A Gata e o Dragão
Uma amizade improvável e um luto que virou fábula
O luto é um sentimento estranho. Quando você compreende e respeita o seu tempo, ele normalmente se transforma em algo novo, dentro da gente. Foi o luto por meu gatinho de quase vinte que levou a uma fábula de dragões, bruxas e gatos que não mentem.
O Gatolino partiu para o outro mundinho em dezembro de 2025, com quase vinte anos. Rabugento até o último dia e adorável, na mesma medida em que foi um guia pra mim (e bastante gente que o conheceu). Ele cuidava reclamando e ensinava do jeitinho dele paciência, amor e amizade.
A ausência dele levou às memórias e as memórias, a uma ideia. Foi desse silêncio que nasceu A Gata e o Dragão.
Eu já tinha uma ilustração antiga, de um gatinha e um dragão, lado a lado, dois seres que jamais se encontrariam de fato (acho). Olhei para aquele desenho depois da partida do meu gatinho e vislumbrei a história. Mas aí eu repensei: o gato será uma gatinha.
A semente veio da história medieval, que sempre me fascinou. Conta a história que, quando a Europa decidiu caçar bruxas, caçou também os gatos, vistos como seus companheiros mágicos. Sem gatos, os ratos se multiplicaram. E com os ratos, veio a peste. Tentar apagar a magia adoeceu o próprio mundo.
Peguei essa imagem e a misturei com tudo o que adoro em fantasia: bruxas, feéricos, fogo de dragão e castelos antigos cobertos de musgo. E aí nasceu uma fábula sobre um tempo em que o medo enfraqueceu a magia, e dois pequenos seres decidiram resistir.
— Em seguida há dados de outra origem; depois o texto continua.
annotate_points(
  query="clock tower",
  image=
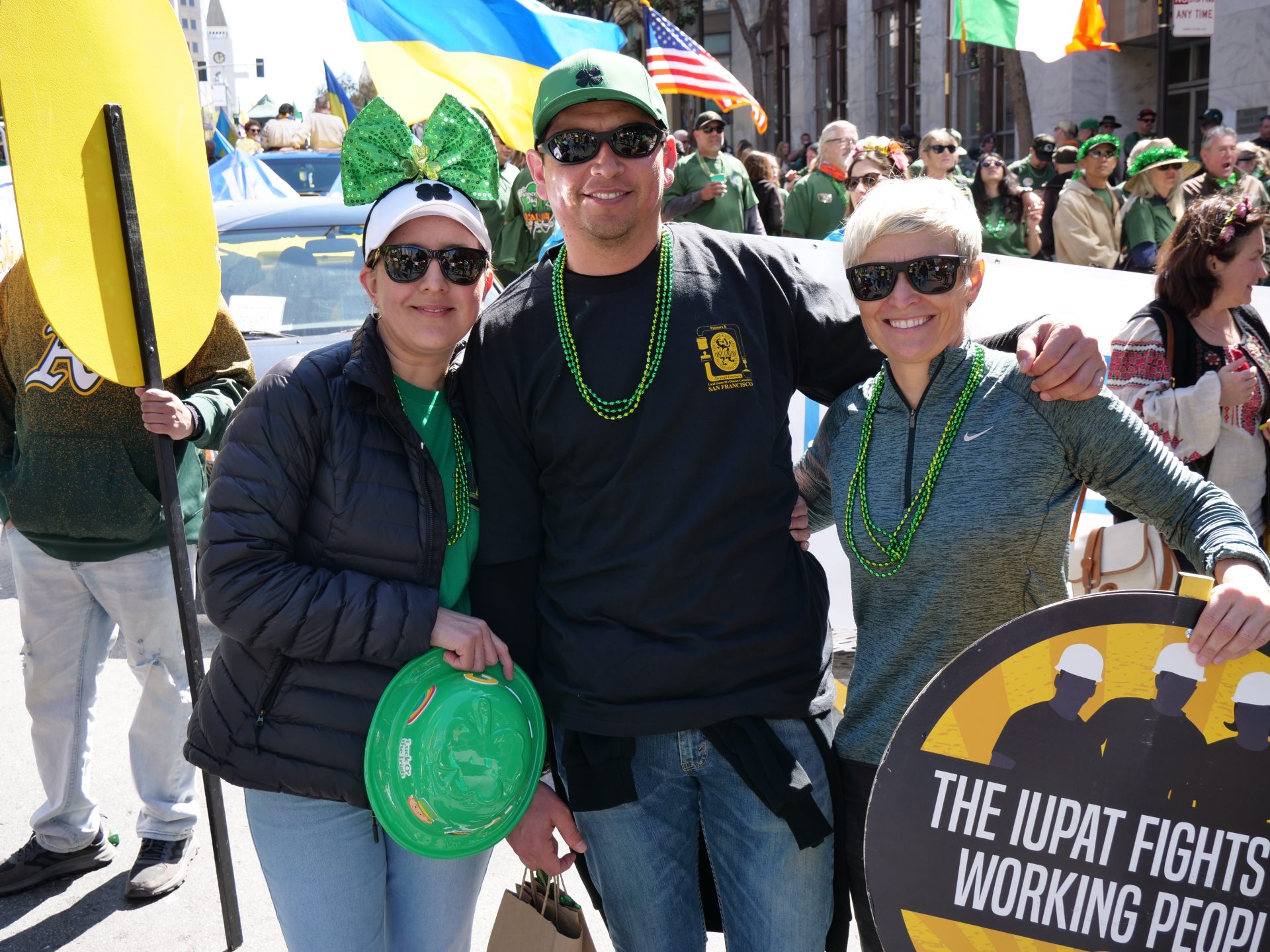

Nossos três gatos inspiraram os três personagens: Draco, a gatinha cinza de olhos verdes que nunca mente, é a nossa Ágata Maria. Personalidade e visual. A luz alegre de todos os dias, traduzida em fábula.
Felix, o dragão pequeno de asas tímidas e coração grande, nasceu do Godofredo, nosso frajola gordo e gentil. Um dragão que não conhece o poder do próprio fogo.
E Gatinho Lino, o espírito felino mais rabugento e sábio que já existiu, é o Gatolino. O guia que escolheu não descansar, que volta sempre para manter os jovens na linha, resmungando que antigamente tudo era mais simples. Escrevê-lo foi minha forma de não o deixar partir por inteiro.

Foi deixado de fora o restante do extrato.